# Model Development - House Price Dataset
## Introduction
This notebook develops and compares multiple machine learning models for house price prediction. Using the engineered features from `03_feature_engineering.ipynb`, we will train, evaluate, and select the best performing model.

**Dataset:** Housing Price Prediction Data (Kaggle)

**Objective:** Train, tune, and compare regression models to predict house prices as accurately as possible.

**Author:** NGUYEN Ngoc Dang Nguyen - Final-year Student in Computer Science, Aix-Marseille University

**Model development steps:**

### 1. Import Libraries and Load Data

In [None]:
import pandas as pd
import numpy as np
import matplotlib.pyplot as plt
import joblib
from sklearn.model_selection import train_test_split
from sklearn.linear_model import LinearRegression
from sklearn.ensemble import RandomForestRegressor
from sklearn.metrics import mean_squared_error, r2_score, mean_absolute_error

df = pd.read_csv("../data/processed/engineered_features.csv")

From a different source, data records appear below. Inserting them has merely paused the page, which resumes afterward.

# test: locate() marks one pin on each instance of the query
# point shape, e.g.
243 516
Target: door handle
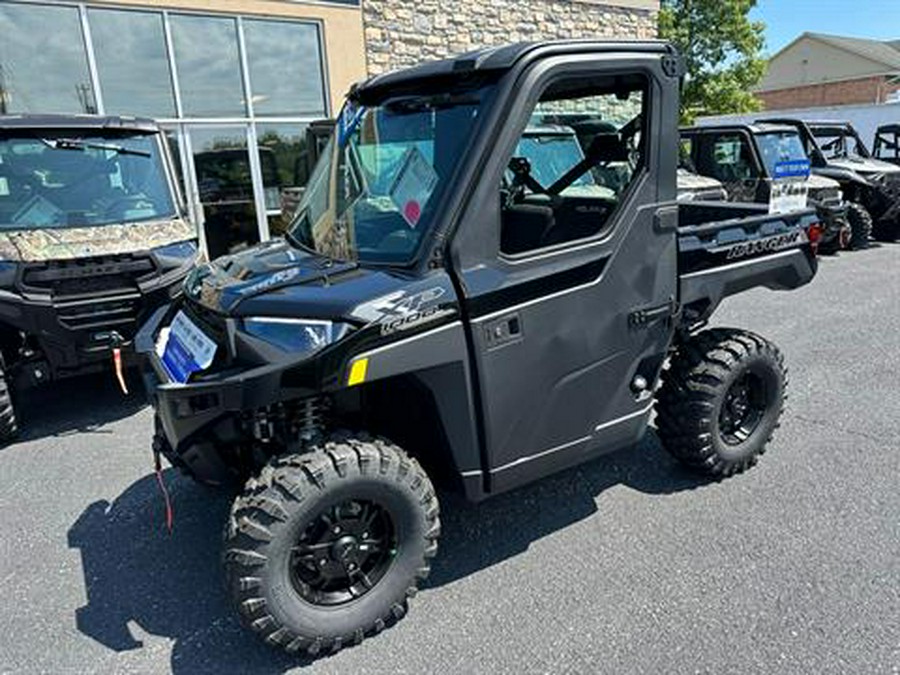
502 331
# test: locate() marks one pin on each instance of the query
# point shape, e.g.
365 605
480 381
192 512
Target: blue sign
187 349
795 168
350 118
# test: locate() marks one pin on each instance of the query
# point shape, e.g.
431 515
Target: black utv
93 239
886 146
439 313
748 158
837 152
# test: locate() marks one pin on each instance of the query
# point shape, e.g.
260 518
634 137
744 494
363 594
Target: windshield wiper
76 144
413 104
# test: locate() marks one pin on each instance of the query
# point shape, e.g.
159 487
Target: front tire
721 401
9 425
325 547
860 222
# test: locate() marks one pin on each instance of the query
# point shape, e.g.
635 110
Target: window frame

print(f"Dataset loaded: {df.shape[0]} rows, {df.shape[1]} columns")
df.head()

### 2. Train-Test Split

In [None]:
X = df.drop(columns='Price')
y = df['Price']

X_train, X_test, y_train, y_test = train_test_split(
    X, y, test_size=0.2, random_state=42
)

print(f"Train: {X_train.shape}")
print(f"Test: {X_test.shape}")

### 3. Model Training

In [None]:
models = {
    "Linear Regression": LinearRegression(),
    "Random Forest": RandomForestRegressor(
        n_estimators=50,
        max_depth=10,
        min_samples_split=10,
        random_state=42
    )
}

results = []

for name, model in models.items():
    model.fit(X_train, y_train)
    
    y_pred_train = model.predict(X_train)
    y_pred_test = model.predict(X_test)
    
    train_rmse = np.sqrt(mean_squared_error(y_train, y_pred_train))
    test_rmse = np.sqrt(mean_squared_error(y_test, y_pred_test))
    test_r2 = r2_score(y_test, y_pred_test)
    test_mae = mean_absolute_error(y_test, y_pred_test)
    
    results.append({
        'Model': name,
        'Train_RMSE': train_rmse,
        'Test_RMSE': test_rmse,
        'Test_MAE': test_mae,
        'Test_R2': test_r2
    })

results_df = pd.DataFrame(results)
print(results_df.to_string(index=False))

### 4. Model Evaluation

In [None]:
best_model_name = results_df.loc[results_df['Test_R2'].idxmax(), 'Model']
best_model = models[best_model_name]

y_pred = best_model.predict(X_test)

print(f"Best model: {best_model_name}")
print(f"R2 Score: {r2_score(y_test, y_pred):.4f}")
print(f"RMSE: {np.sqrt(mean_squared_error(y_test, y_pred)):.2f}")
print(f"MAE: {mean_absolute_error(y_test, y_pred):.2f}")

plt.figure(figsize=(8, 6))
plt.scatter(y_test, y_pred, alpha=0.5, color='blue')
plt.plot([y_test.min(), y_test.max()], [y_test.min(), y_test.max()], 'r--', lw=2)
plt.xlabel('Actual Price')
plt.ylabel('Predicted Price')
plt.title(f'Actual vs Predicted - {best_model_name}')
plt.tight_layout()
plt.show()

### 5. Save Best Model

In [None]:
model_path = '../models/best_model.pkl'
joblib.dump(best_model, model_path)

print(f"Model saved: {model_path}")
print(f"Model type: {type(best_model).__name__}")

### Conclusion

Two regression models were trained and evaluated on the engineered features dataset. Linear Regression and Random Forest were compared using RMSE, MAE, and R² metrics. The best performing model was selected based on R² score and saved to `best_model.pkl`.